Update, 2/28: Senator Tom Carper of Delaware formally introduced D.C. statehood legislation in the Senate today, backed by a total of 29 senators.
“‘Taxation without representation’ is not just something students read about history books; it is the current reality for the over 700,000 people living in the District of Columbia,” said Carper in a statement. “Lack of fair representation is inconsistent with the values we all share as Americans.”
The original co-sponsors alongside Carper are: Sens. Patrick Leahy (D-Vt.), Patty Murray (D-Wash.), Richard Durbin (D-Ill.), Chuck Schumer (D-N.Y.), Ben Cardin (D-Md.), Bernie Sanders (I-Vt.), Sherrod Brown (D-Ohio), Amy Klobuchar (D-Minn.), Mark Warner (D-Va.), Jeff Merkley (D-Ore.), Kirsten Gillibrand (D-N.Y.), Chris Coons (D-Del.), Richard Blumenthal (D-Conn.), Michael Bennet (D-CO), Brian Schatz (D-Hawaii), Tammy Baldwin (D-Wis.), Chris Murphy (D-Conn.), Mazie Hirono (D-Hawaii), Martin Heinrich (D-N.M.), Tim Kaine (D-Va.), Elizabeth Warren (D-Mass.), Ed Markey (D-Mass.), Cory Booker (D-N.J.), Chris Van Hollen (D-Md.), Tammy Duckworth (D-Ill.), Maggie Hassan (D-N.H.), Kamala Harris (D-Calif.), Catherine Cortez Mastro (D-Nev.), and Tina Smith (D-Minn.), per his office.
Original: Senator Mark Warner of Virginia will be co-sponsoring D.C. statehood legislation in the Senate, which would grant the 702,000 residents who neighbor his state full representation on Capitol Hill. The bill is expected to be introduced shortly.
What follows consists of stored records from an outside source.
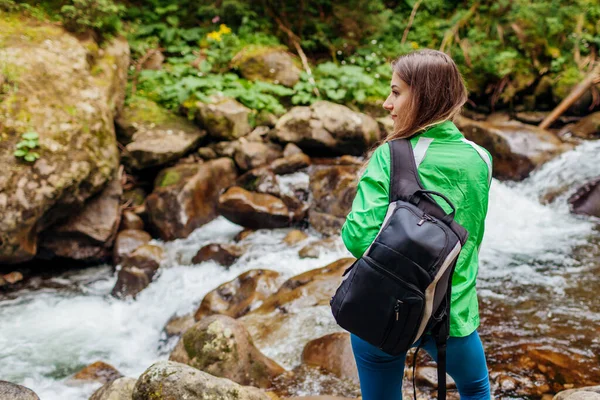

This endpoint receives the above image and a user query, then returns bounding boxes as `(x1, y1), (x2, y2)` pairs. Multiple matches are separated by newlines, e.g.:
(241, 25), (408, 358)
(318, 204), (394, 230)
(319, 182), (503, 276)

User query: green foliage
(292, 61), (391, 106)
(13, 131), (40, 162)
(137, 58), (293, 114)
(60, 0), (125, 38)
Warner made his announcement on D.C. Statehood Lobby Day, when hundreds of advocates descended on the Capitol to make the case with federal lawmakers for the District to become the 51st state, after meeting with Mayor Muriel Bowser. She characterized Warner as “a Democrat that we’ve been going after for a long time, and it’s so important that he’s going to come on to co-sponsor our bill.” The other Virginia senator, Tim Kaine, is already on board.
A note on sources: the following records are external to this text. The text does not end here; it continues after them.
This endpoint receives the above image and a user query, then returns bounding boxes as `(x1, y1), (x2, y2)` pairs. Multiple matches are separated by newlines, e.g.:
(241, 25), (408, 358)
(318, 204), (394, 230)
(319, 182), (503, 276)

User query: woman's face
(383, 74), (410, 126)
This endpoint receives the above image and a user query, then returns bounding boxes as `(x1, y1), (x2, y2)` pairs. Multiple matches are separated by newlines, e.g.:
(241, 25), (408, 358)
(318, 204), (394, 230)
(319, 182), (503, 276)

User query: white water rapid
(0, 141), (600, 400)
https://twitter.com/MarkWarner/status/1100826165701427200?ref_src=twsrc%5Etfw%7Ctwcamp%5Etweetembed%7Ctwterm%5E1100826165701427200&ref_url=https%3A%2F%2Fdcist.com%2Fwp-admin%2Fpost.php%3Fpost%3D4794437%26action%3Dedit
The bill would make D.C.’s eight wards a state, which would be represented by two senators and one House member. The U.S. Capitol Complex, the National Mall, and other sites would still be federal property. Currently, D.C. has no senators and a delegate rather than a representative in the House, despite having a larger population than two states.
As in years past, Senator Tom Carper of Delaware will introduce the bill in the Senate. “District of Columbia residents work, study, raise families, and start businesses here in this beautiful and thriving city, just like people in the 50 states of our union,” Carper told DCist the last time he introduced the measure. “It is incumbent upon those of us who enjoy the right and the privilege of a voice and a vote in Congress to take up the cause of our fellow citizens here in the District.”
Josh Burch, founder and organizer of Neighbors United For D.C. Statehood, says that Warner makes 28 senators who will co-sponsor the bill when it’s introduced. There are four senators who co-sponsored last time who may add their names as well, he says, and between four and six additional senators who advocates spoke with today. “I don’t want to get ahead of it, but it might be up to 36 or 38” co-sponsors, Burch says. They’re all Democrats, though Burch says statehood advocates met with three Republicans—Tim Scott of South Carolina, Cory Gardner of Colorado, and Susan Collins of Maine—and remains optimistic
“We’ve had very good conversations with their staff,” says Burch. “I hold out hope those senators will see this an issue of fairness.” Typically, Republicans are loath to support D.C. statehood because, as former Ohio governor John Kasich put it, “that’s just more votes in the Democratic Party.” Without Republican support, a statehood bill can’t pass the GOP-led Senate.
Already, the statehood bill introduced by Delegate Eleanor Holmes Norton in the House of Representatives has a record number of co-sponsors and the support of House Speaker Nancy Pelosi. While that bill, HR 51, has not yet received a committee hearing, Norton characterized a forthcoming floor vote on a voting rights bill as “historic” for statehood, because it states that “District of Columbia residents deserve full congressional voting rights and self-government, which only statehood can provide.”